Взяла дрожь. Почувствовала, какой знобкий ветер. Надо было хоть накинуть что-то. Выскочила сгоряча!
— Как ты тут?
Тоска, тревога, любовь слышались в голосе.
— А ничего. — Постаралась скрыть горечь. — Живу… Хорошо живу… А ты?
— Ат…
Много сказало ей это «ат»!
— Маня как? — не сдержала ревнивое.
— Что ей…
— А сын?
— Растет…
Нелегко было говорить: за тем, о чем говорили, вставало много другого, о чем и вспоминать не хочется, и забыть не забывается. Потому и молчали охотно.
Но и молчание было волнением.
— Землю отобрали! — как бы пожаловался он. Ей послышалось в голосе отчаяние. — Всю, что возле цагельни[2].

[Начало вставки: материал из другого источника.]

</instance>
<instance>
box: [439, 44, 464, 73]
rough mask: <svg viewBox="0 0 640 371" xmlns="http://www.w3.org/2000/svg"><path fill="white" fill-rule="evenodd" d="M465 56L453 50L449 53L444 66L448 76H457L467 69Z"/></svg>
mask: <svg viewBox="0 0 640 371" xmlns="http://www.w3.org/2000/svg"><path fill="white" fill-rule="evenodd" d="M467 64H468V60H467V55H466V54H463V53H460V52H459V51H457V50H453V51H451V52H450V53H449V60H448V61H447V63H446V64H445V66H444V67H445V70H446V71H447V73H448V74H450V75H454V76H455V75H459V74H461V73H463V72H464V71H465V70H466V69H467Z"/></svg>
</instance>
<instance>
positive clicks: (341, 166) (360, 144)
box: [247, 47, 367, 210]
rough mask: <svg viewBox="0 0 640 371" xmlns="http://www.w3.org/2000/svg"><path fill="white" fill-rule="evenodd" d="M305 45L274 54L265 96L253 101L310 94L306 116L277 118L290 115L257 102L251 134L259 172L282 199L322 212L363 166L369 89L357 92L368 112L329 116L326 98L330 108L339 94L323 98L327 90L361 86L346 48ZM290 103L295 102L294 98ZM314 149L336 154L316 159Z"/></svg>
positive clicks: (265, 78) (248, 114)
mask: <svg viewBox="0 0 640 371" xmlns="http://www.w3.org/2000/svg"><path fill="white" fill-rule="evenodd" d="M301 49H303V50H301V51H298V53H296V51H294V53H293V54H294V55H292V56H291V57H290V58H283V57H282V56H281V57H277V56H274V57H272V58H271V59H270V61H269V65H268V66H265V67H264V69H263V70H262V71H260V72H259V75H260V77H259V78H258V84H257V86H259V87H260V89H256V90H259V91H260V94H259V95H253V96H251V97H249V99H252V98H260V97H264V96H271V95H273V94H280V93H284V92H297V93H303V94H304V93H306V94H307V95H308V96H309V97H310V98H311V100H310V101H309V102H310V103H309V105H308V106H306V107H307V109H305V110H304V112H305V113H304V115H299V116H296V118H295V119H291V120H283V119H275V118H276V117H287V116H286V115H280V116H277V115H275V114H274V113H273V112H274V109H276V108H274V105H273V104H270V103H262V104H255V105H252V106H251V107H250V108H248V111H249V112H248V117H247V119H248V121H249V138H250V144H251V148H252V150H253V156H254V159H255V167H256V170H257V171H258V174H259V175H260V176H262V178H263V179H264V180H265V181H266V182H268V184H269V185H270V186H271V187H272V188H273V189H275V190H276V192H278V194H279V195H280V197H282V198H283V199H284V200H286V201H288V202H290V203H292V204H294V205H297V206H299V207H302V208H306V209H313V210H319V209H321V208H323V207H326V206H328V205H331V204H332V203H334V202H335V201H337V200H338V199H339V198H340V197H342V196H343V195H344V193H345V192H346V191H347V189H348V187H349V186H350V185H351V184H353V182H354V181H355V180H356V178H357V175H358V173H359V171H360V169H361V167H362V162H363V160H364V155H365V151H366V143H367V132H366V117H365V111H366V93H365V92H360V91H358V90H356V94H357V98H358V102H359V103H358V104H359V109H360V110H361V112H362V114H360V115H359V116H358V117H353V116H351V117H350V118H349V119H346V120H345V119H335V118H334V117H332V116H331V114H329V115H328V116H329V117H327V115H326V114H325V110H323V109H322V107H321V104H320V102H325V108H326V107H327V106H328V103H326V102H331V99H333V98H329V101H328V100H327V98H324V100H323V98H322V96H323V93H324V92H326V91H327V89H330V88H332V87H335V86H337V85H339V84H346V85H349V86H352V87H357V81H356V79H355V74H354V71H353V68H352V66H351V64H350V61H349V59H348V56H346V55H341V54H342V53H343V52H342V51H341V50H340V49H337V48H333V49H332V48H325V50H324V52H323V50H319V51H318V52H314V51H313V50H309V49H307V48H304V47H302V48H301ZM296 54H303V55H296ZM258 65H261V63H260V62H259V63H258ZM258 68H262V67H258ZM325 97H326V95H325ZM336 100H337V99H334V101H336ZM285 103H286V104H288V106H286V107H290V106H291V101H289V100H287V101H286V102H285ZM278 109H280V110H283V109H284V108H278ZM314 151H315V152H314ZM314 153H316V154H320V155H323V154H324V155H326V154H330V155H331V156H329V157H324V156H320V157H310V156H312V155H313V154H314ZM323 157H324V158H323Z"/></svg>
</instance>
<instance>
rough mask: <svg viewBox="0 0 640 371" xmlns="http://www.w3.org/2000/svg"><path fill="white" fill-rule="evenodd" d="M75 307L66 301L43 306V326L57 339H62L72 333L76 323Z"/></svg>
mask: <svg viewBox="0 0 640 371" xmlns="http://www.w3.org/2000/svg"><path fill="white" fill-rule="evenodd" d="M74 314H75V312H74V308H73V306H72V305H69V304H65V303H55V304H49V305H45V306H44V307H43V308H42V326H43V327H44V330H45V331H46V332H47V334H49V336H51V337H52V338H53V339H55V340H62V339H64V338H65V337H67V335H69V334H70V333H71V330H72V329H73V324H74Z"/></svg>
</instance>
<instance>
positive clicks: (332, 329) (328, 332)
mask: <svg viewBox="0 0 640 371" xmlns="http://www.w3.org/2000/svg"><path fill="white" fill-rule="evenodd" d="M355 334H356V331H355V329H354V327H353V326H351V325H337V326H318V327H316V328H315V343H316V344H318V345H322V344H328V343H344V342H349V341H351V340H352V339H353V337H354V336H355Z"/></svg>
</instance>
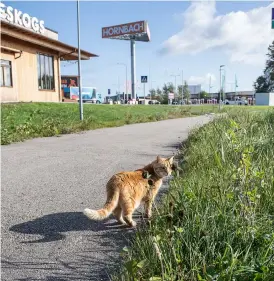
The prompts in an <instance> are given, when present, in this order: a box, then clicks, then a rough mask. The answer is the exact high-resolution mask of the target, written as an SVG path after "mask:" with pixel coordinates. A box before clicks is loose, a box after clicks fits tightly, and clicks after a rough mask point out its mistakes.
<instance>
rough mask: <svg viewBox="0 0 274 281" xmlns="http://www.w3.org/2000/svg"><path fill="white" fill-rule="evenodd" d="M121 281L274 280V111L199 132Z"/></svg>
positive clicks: (260, 113)
mask: <svg viewBox="0 0 274 281" xmlns="http://www.w3.org/2000/svg"><path fill="white" fill-rule="evenodd" d="M180 157H181V158H183V159H184V161H183V162H182V163H183V164H182V168H183V174H182V175H180V176H179V177H176V178H174V179H173V181H172V182H171V186H170V190H169V192H168V194H167V195H166V196H165V197H164V198H163V201H162V205H161V207H160V208H159V207H158V209H157V212H155V211H154V216H153V218H152V221H151V222H150V223H149V224H148V226H146V227H141V228H140V229H138V231H137V233H136V235H135V237H134V239H133V241H132V244H131V245H130V247H129V248H125V249H124V251H123V255H124V263H123V266H122V268H121V270H120V272H119V273H117V274H116V275H115V276H113V280H117V281H118V280H119V281H135V280H138V281H148V280H149V281H153V280H154V281H156V280H157V281H158V280H159V281H175V280H176V281H183V280H184V281H196V280H199V281H209V280H210V281H213V280H218V281H232V280H241V281H251V280H254V281H255V280H264V281H271V280H272V281H273V280H274V110H269V111H265V112H253V113H251V112H248V111H245V112H242V113H241V114H239V111H237V112H230V113H228V114H227V115H226V116H224V117H222V118H217V119H215V120H214V121H213V122H211V123H209V124H207V125H206V126H204V127H202V128H199V129H197V130H195V131H193V132H192V134H191V135H190V137H189V139H188V141H187V142H186V144H184V147H183V148H182V151H181V154H180Z"/></svg>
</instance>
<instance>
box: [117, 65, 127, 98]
mask: <svg viewBox="0 0 274 281" xmlns="http://www.w3.org/2000/svg"><path fill="white" fill-rule="evenodd" d="M117 64H118V65H123V66H125V68H126V100H128V86H127V65H126V64H125V63H120V62H118V63H117Z"/></svg>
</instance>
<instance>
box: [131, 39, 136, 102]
mask: <svg viewBox="0 0 274 281" xmlns="http://www.w3.org/2000/svg"><path fill="white" fill-rule="evenodd" d="M130 51H131V98H132V99H136V94H135V84H136V76H135V69H136V65H135V40H134V39H131V40H130Z"/></svg>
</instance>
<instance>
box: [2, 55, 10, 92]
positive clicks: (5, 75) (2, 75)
mask: <svg viewBox="0 0 274 281" xmlns="http://www.w3.org/2000/svg"><path fill="white" fill-rule="evenodd" d="M0 75H1V87H12V74H11V61H8V60H1V68H0Z"/></svg>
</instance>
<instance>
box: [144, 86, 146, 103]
mask: <svg viewBox="0 0 274 281" xmlns="http://www.w3.org/2000/svg"><path fill="white" fill-rule="evenodd" d="M145 100H146V83H144V104H145Z"/></svg>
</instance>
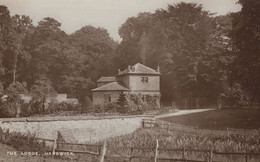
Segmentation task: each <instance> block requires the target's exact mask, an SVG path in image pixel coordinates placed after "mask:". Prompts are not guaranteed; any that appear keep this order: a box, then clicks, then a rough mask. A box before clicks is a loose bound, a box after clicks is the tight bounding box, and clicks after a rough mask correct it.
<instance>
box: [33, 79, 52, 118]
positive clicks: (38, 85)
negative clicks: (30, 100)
mask: <svg viewBox="0 0 260 162" xmlns="http://www.w3.org/2000/svg"><path fill="white" fill-rule="evenodd" d="M30 94H31V95H32V101H33V102H34V103H39V105H38V107H39V108H38V110H37V112H39V113H44V112H45V110H46V104H48V103H49V102H51V99H52V98H53V97H54V96H55V95H56V91H55V90H54V88H53V87H52V83H51V82H50V80H49V79H48V78H46V77H45V76H41V77H40V78H39V79H37V80H36V81H35V82H34V84H33V85H32V87H31V89H30Z"/></svg>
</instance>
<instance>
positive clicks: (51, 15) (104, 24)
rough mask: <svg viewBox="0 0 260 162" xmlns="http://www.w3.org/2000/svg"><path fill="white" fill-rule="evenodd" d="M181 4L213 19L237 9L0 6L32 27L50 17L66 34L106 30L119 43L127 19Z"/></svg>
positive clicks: (223, 7)
mask: <svg viewBox="0 0 260 162" xmlns="http://www.w3.org/2000/svg"><path fill="white" fill-rule="evenodd" d="M181 1H183V2H195V3H198V4H202V6H203V9H204V10H206V11H210V12H211V13H216V15H224V14H226V13H228V12H237V11H239V10H240V9H241V6H240V5H239V4H236V2H237V0H0V5H5V6H7V7H8V9H9V11H10V13H11V15H15V14H19V15H26V16H29V17H30V18H31V19H32V20H33V24H34V25H37V23H38V22H39V21H41V20H42V19H43V18H44V17H52V18H54V19H56V20H57V21H59V22H60V23H62V26H61V29H62V30H64V31H65V32H66V33H67V34H71V33H73V32H75V31H76V30H79V29H80V28H82V27H83V26H86V25H92V26H94V27H102V28H105V29H107V30H108V32H109V34H110V36H111V37H112V38H113V39H114V40H116V41H119V42H120V41H121V38H120V36H119V34H118V29H119V27H120V26H121V24H123V23H124V22H125V21H126V20H127V18H129V17H135V16H137V15H138V13H140V12H151V13H153V12H154V11H155V10H157V9H166V8H167V5H168V4H173V3H179V2H181Z"/></svg>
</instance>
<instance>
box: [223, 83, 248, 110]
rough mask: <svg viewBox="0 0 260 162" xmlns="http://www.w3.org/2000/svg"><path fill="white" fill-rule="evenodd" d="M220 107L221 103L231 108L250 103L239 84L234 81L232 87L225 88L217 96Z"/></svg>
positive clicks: (243, 105) (239, 84) (246, 95)
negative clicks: (220, 93)
mask: <svg viewBox="0 0 260 162" xmlns="http://www.w3.org/2000/svg"><path fill="white" fill-rule="evenodd" d="M219 104H220V107H221V106H222V104H224V105H227V106H229V107H231V108H233V107H235V106H237V107H246V106H249V104H250V98H249V97H248V95H247V94H246V93H245V92H244V91H243V89H242V87H241V85H240V84H238V83H235V84H234V85H233V86H232V87H230V88H227V89H225V91H224V93H222V94H221V95H220V97H219Z"/></svg>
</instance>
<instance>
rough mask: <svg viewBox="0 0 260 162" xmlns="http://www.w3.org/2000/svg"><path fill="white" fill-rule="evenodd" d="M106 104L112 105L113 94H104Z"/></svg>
mask: <svg viewBox="0 0 260 162" xmlns="http://www.w3.org/2000/svg"><path fill="white" fill-rule="evenodd" d="M104 99H105V103H111V94H104Z"/></svg>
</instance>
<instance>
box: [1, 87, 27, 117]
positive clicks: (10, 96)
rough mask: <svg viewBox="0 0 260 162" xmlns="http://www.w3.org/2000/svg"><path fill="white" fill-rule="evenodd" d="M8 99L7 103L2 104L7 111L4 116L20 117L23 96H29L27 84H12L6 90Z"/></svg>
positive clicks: (6, 94)
mask: <svg viewBox="0 0 260 162" xmlns="http://www.w3.org/2000/svg"><path fill="white" fill-rule="evenodd" d="M5 93H6V95H7V96H8V97H7V101H6V102H3V103H2V105H1V106H2V108H1V109H5V110H4V112H6V114H4V116H5V117H15V116H16V117H18V116H19V113H20V112H19V111H20V107H21V104H22V102H23V101H22V100H21V95H22V94H27V93H28V92H27V88H26V83H19V82H15V83H11V84H10V85H9V86H8V87H7V88H6V90H5Z"/></svg>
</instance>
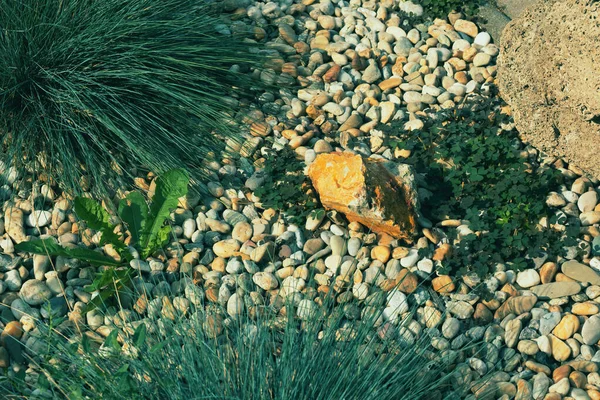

— Мне говорили, — посочувствовала она.
— Посеянное перепахали. Миканор все…
Он, казалось, ждал, что она поддержит. Скажет недоброе про Миканора. Она не сказала. Зачем бередить лишний раз боль его.
— Не знаю, что будет, — снова послышалось отчаяние.
— Будет что-то. — Спокойно, утешая, сказала: — Хуже, чем было, не будет.